Ao me aproximar da porta entreaberta, vislumbrei novamente aquela garota. Seus cabelos
estavam espalhados pelo chão enquanto ela lia deitada. Vi seus lábios se movendo, lendo
em voz baixa. Sua roupa era incomum para a época em que vivíamos, usando uma
camisola vitoriana. Seus pés pareciam inquietos, e eu nunca tinha visto um nariz tão
perfeito.

Seus olhos estavam imersos. Senti-me como uma stalker ao observá-la pela fresta, mas
parei para pensar por alguns segundos. Ela não me sentia. Por quê? Sendo filha de
Drácula, deveria ser uma vampira automaticamente, deveria saber da minha presença.
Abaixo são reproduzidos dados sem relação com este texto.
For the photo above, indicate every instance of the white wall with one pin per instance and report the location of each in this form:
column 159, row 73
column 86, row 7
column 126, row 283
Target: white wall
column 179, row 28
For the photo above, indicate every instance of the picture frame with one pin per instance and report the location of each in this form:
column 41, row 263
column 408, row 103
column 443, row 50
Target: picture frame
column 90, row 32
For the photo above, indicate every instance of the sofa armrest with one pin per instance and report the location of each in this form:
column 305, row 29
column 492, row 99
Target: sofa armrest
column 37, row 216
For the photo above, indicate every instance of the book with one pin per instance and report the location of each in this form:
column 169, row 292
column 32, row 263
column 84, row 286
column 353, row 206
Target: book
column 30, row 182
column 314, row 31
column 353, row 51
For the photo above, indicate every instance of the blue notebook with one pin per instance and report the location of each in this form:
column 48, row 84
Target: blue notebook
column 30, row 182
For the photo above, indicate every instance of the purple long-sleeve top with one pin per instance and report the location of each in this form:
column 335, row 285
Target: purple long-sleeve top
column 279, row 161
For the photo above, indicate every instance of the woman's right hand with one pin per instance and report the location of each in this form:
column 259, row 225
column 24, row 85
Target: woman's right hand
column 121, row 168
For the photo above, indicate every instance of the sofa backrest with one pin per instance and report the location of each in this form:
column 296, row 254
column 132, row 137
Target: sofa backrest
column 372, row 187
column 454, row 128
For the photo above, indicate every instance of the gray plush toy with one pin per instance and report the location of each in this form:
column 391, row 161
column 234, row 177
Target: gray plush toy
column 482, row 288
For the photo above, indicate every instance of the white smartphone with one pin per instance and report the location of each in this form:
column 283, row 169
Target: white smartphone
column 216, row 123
No
entanto,eu ouvia seu coração tão vivo e pensava que ela parecia ser a única humana
habitando um mundo de criaturas. Fico intrigada cada vez mais enquanto a observo. De
repente, ela se senta.

“Assim que se olharam, amaram-se; assim que se amaram, suspiraram; assim que
suspiraram, perguntaram-se um ao outro o motivo; assim que descobriram o motivo,
procuraram o remédio.” - ela parou um pouco e tirou os olhos do livro, levantou a cabeça e
encarou o teto - “O que é amor?”

Ela parecia tão genuína ao se perguntar isso. Foi então que notei: seus olhos pareciam
faltar algo. Eram tão lindos, mas ainda sentia a ausência de algo entre eles. Então, ela
baixou a cabeça novamente e voltou a ler. Eu mesma me sentei no chão do lado de fora da
porta, continuando a observá-la. Por sorte, a parte externa de seu quarto ou biblioteca
estava totalmente escura, e ela não conseguiria me ver.

“Irmãzinha, vejo que está lendo os poemas de Shakespeare que lhe dei.” - De repente, uma
voz surge, e ao observar com mais cuidado, vejo Timothee, o filho mais velho de Drácula.

"Merda" - é a única coisa que penso. Timothee é meu futuro trabalho, e eu seria a pessoa
ao lado dele durante tudo o que ele iria fazer. O pior é que ele conhece meu cheiro muito
bem. Dou uma última olhada para a garota, que o olha por alguns segundos, mas volta a
ler. Ele faz um bico como se estivesse chateado por ser ignorado. Estava do mesmo jeito de
sempre, com seus trajes sociais pretos, sobretudo e um mocassim.

“Você ainda não me deu um nome” - ela murmurou, parecendo até mesmo com raiva dele
por isso - “Eu gostaria de um nome, Timothee.”

“Minha querida irmã, eu não sei como fazê-lo. Você sabe muito bem que nem aqui eu
deveria estar. Apenas vim deixar um livro para você... O que acha de eu lhe dar um nome
da próxima vez que vier?” - ele se aproxima dela, acariciando sua cabeça, e ela parece não
entender o significado do carinho, mas permite que ele o faça - “Olhe, eu não posso ficar
muito hoj... Que cheiro é esse?”

Arregalo os olhos e olho para as escadas, depois para a parte desprotegida que me levaria
direto ao chão. Uma pessoa normal desceria as escadas, mas ela não estaria na merda
como eu estou agora. Decido pelo mais fácil e pulo. O vento bate diretamente em meus
cabelos, que logo ficam para cima, até que eu chegue no chão fazendo um alto estrondo.
Olho para o fim das escadas e apenas vejo uma sombra saindo do quarto para avaliar o
que estava acontecendo. Corro para a sacada de onde entrei, deixando-a com o trinco
quebrado, caso um dia eu voltasse, e subo o telhado para pular entre as árvores
novamente. Corro o mais rápido que posso para sair dali logo.